La solution : liberté de l’assurance chômage

La solution n’est pas dans la diminution des allocations chômage des cadres comme le propose M. Pierre Méhaignerie. Elle est plutôt dans le retour à un vrai système d’assurance alors qu’aujourd’hui les ASSEDIC deviennent de plus en plus, comme tout notre système social français, une caisse de solidarité sans responsabilité.

La souscription d’une assurance chômage pourrait être obligatoire, mais choisie, comme l’assurance automobile. Chaque compagnie d’assurance pourrait proposer ses contrats et les taux pourraient être modulés en fonction du niveau de licenciement de chaque entreprise. Pour sûr, le licenciement serait manié avec moins de facilité comme outil de gestion des relations humaines aux frais de la collectivité.

Les ruptures conventionnelles sont un progrès dans la liberté des relations entre employeurs et employés.
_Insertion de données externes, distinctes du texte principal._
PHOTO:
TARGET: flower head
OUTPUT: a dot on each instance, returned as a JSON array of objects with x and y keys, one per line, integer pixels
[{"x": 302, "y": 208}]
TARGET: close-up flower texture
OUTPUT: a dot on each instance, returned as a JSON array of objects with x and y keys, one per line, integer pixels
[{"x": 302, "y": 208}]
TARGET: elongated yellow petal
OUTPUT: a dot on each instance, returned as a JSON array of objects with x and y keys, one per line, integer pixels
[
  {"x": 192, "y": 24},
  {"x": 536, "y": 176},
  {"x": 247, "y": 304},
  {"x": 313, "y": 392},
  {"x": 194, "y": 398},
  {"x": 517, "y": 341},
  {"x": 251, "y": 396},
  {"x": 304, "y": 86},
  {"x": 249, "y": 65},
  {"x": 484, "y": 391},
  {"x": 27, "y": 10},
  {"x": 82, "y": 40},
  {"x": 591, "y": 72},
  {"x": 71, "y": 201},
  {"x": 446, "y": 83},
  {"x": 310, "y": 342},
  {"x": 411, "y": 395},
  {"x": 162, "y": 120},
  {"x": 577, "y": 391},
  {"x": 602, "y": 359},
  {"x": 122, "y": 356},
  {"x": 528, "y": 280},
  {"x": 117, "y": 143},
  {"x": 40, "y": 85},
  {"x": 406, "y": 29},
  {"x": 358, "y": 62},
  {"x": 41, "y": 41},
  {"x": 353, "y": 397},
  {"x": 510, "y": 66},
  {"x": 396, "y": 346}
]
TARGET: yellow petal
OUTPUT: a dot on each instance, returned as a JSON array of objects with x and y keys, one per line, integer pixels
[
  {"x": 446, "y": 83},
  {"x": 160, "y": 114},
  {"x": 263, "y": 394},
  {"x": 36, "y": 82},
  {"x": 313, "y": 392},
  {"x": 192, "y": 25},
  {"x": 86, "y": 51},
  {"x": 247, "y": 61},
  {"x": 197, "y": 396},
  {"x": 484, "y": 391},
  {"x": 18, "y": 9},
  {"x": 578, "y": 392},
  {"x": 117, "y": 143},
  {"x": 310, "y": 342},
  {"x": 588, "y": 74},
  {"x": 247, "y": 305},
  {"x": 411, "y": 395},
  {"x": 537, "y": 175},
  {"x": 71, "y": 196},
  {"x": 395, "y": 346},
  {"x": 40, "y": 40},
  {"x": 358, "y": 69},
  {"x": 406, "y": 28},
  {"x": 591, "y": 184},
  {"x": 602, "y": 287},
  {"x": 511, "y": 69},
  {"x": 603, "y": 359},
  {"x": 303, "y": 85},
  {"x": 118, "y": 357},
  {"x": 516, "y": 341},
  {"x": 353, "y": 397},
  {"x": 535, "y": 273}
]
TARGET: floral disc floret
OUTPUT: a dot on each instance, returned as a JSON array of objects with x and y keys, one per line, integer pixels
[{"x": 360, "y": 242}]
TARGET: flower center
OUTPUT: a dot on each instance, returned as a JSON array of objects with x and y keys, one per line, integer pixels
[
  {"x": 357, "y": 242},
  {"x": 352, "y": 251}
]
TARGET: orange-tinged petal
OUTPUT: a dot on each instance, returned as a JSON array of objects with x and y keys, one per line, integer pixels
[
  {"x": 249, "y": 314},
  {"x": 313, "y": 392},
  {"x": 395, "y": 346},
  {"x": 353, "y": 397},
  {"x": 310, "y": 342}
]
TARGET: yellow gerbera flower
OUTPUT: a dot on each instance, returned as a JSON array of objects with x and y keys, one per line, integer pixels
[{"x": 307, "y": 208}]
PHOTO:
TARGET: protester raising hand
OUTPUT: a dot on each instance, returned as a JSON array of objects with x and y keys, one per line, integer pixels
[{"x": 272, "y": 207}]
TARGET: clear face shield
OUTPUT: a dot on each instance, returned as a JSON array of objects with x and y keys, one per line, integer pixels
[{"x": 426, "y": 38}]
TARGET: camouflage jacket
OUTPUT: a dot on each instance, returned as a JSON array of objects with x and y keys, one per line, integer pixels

Mais toute liberté s’accompagne de responsabilité, elle suppose que chacun en assume les conséquences et notamment le coût plutôt que de le faire supporter aux autres.

Plus généralement il est urgent de trouver les moyens de faire régresser un chômage endémique et trop souvent trop facile qui avoisine aujourd’hui 4 millions de chômeurs, un chiffre auquel on ne prête même plus attention alors qu’il est considérable et inacceptable. Un tel niveau de chômage est même dangereux pour toute la société tant il contribue au rejet du travail et, par là, du progrès.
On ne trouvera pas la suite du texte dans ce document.